Monday, July 14, 2014

Napoleon's Bathtub ... And Other Sights From Italy

 I am happy to say that I am back from Italy.  Madame Padre and I decided that Italy is a word meaning “Beautiful Land of Delicious Food” and we dearly want to go back … soon.  We had a brief week in Florence and only two full days to explore Rome from a small but lovely apartment in the Trastavere neighbourhood, only steps from the Tiber River and minutes from the ancient heart of Rome.  I don’t have any model soldiers in this post, but I do have some photos that are vaguely relevant to military history.
My  take on Florence is that it may be the loveliest city I have ever seen, gracious, elegant, beautifully located in the Arno Valley and so full of magic.  It’s easy to see why, for a while in the Renaissance, Florence was one of the richest and most important cities in the world.   It’s also a bit of a mecca for fans of Napoleon.   His sister in law Charlotte, is buried in the cathedral Cathedral Santa Croce in Florence.  Charlotte was the wife of Napoleon’s brother Joseph, King of Spain, and her sister Desiree married Marshall Bernadotte, King of Sweden.  I wish I had some photos of the Bonaparte chapel at Santa Croce but you can see some here.
 We encountered some other Napoleonic connections at Florence’s vast and gorgeous Palazzo Pitti in Florence. 

The Imperial bathtub that Napoleon had constructed at the Palazzo Pitti in Florence, one of his residences when he was King of Italy.  From what I gathered, the Emperor may or may not have enjoyed many soaks here, as the bathroom was not finished until it was the property of Ferdinand III of Hapsburg-Lorraine.

A copy of Francois Gérard’s portrait of Napoleon, which is somewhat randomly positioned in the ceramics collection housed in a small building at the top of the Boboli Gardens, behind the Palazzo Pitti in Rome.

A copy of Antonio Canova’s bust of Napoleon, also at the Palazzo Pitti.  The original is, I think, at Chatsworth in Derbyshire, UK.

The next two photos show memorials to the 2nd Coldstream Guards and to the Welsh Guards, and to the men they lost during the Italian campaign of World War Two, on the walls of St. Mark’s (The English Church), Florence.   St. Mark’s is a charming Baroque building not far from the Arno and the Ponte Vecchio and is a functioning parish of the Church of England.   Many of the soldiers remembered here are buried in the Commonwealth cemetery at Girone, just south of Florence.  Sadly I never managed to visit this site during my all t0o brief stay in Florence.  Of the 1614 identified dead buried at Girono Cemetery, 33 are Canadian.

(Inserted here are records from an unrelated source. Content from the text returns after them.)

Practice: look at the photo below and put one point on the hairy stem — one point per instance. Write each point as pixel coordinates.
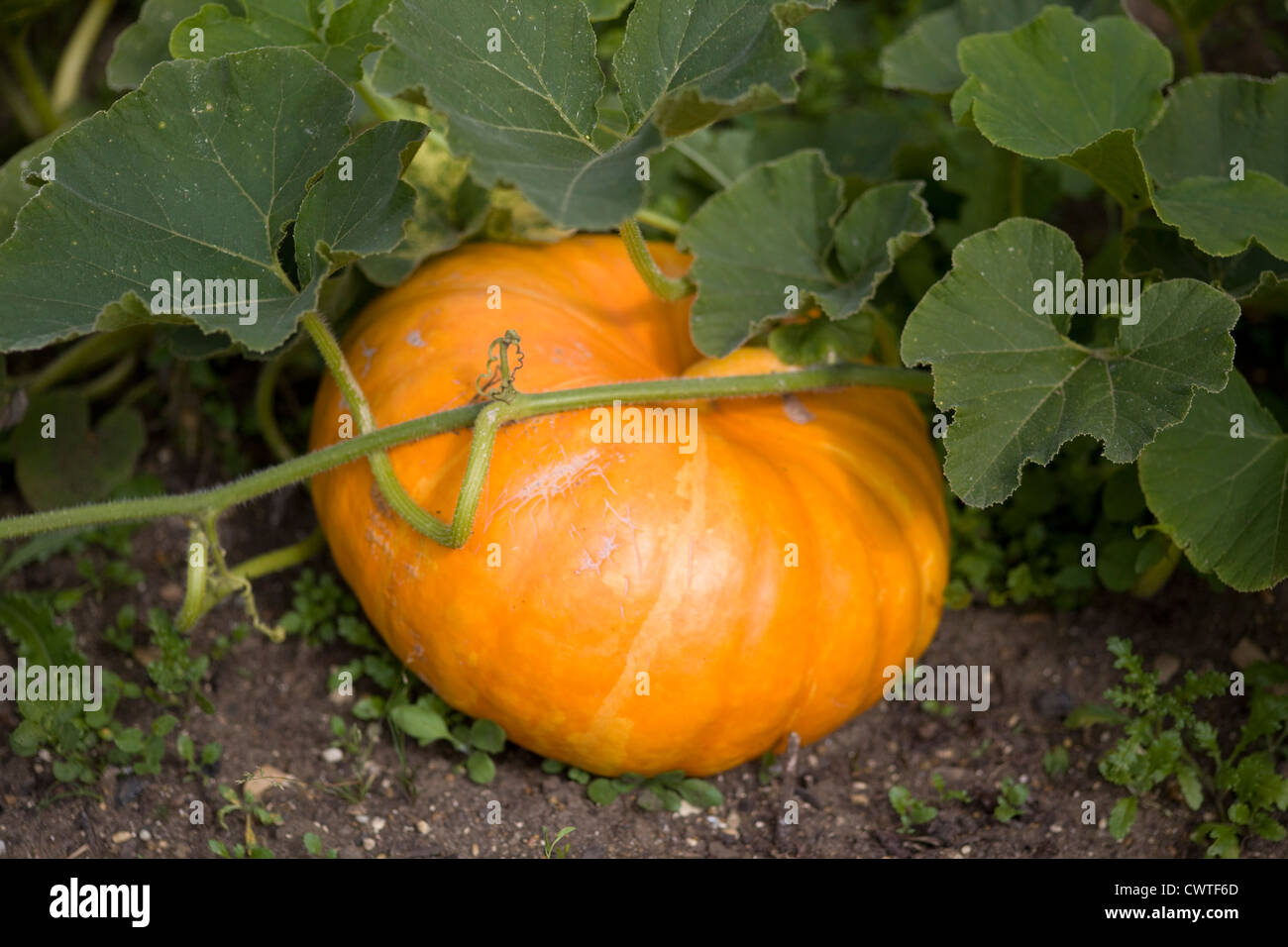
(381, 468)
(662, 285)
(454, 419)
(80, 48)
(31, 84)
(194, 595)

Going back in time just a  wee bit, here are Assyrian archers and a siege scene from a seventh century BC tablet at the Vatican Museum, Rome.

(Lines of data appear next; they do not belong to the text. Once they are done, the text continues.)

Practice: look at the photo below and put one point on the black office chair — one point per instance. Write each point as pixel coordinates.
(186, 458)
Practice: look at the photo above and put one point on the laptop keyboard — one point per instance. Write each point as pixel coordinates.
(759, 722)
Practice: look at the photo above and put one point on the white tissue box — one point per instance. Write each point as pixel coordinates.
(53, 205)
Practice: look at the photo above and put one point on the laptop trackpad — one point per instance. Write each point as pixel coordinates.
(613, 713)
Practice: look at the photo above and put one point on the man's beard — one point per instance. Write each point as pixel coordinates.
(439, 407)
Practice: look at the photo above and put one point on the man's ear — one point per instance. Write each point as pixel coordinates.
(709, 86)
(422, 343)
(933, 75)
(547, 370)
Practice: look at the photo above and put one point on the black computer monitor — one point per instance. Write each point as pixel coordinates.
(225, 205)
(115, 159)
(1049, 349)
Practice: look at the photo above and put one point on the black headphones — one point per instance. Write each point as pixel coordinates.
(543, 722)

Scene of the Battle of Lepanto, fresco by Antonio Danti, in the Map Room at the Vatican Museum, Rome.

There may be some more military themed stuff among the other 600+ photos on Kay’s camera, which I may post later.   In the meantime, I suspect the next few photos will be of toys I’ve recently acquired or painted the last month or so.  I will now go back to work, while daydreaming of narrow streets, beautiful young daredevil women on motor scooters and bicycles, and sun drenched Tuscan landscapes.  Maybe a nice chianti for dinner ...


  1. Great post love the biblical frescos

  2. Looks like you had a wonderful time and possibly some nice soaks.

  3. Florence was also at one time the employer of probably the ablest condottiere of them all, Sir John Hawkwood. He was in many respects the ideal mercenary: generally serving his employers well (his White Company was less likely than others to toss in the sponge when things got sticky). Florence sufficiently honoured Sir John's services that the city put up a funerary monument to him as the saviour of Florentine indepence from Milanese aggrandisement.

    1. Quite right Ion. Sadly I didn't have time to visit the interior of the Duomo, where Hawkwood may be buried (his remains may have been returned to England, no one is quite sure) and where there is a famous fresco in his honour. Hawkwood and his contemporaries seem like characters out of Game of Thrones - the Italian wars of the late 1300s would be a terrific period to war-game.

  4. The Vatican museum is terrific, yes? The Assyrian reliefs on the tablet shards was a pleasant surprise when I visited recently. Looking forward to seeing more of your Italian vacation.

    Soviet vignette is especially well done and tells an interesting story.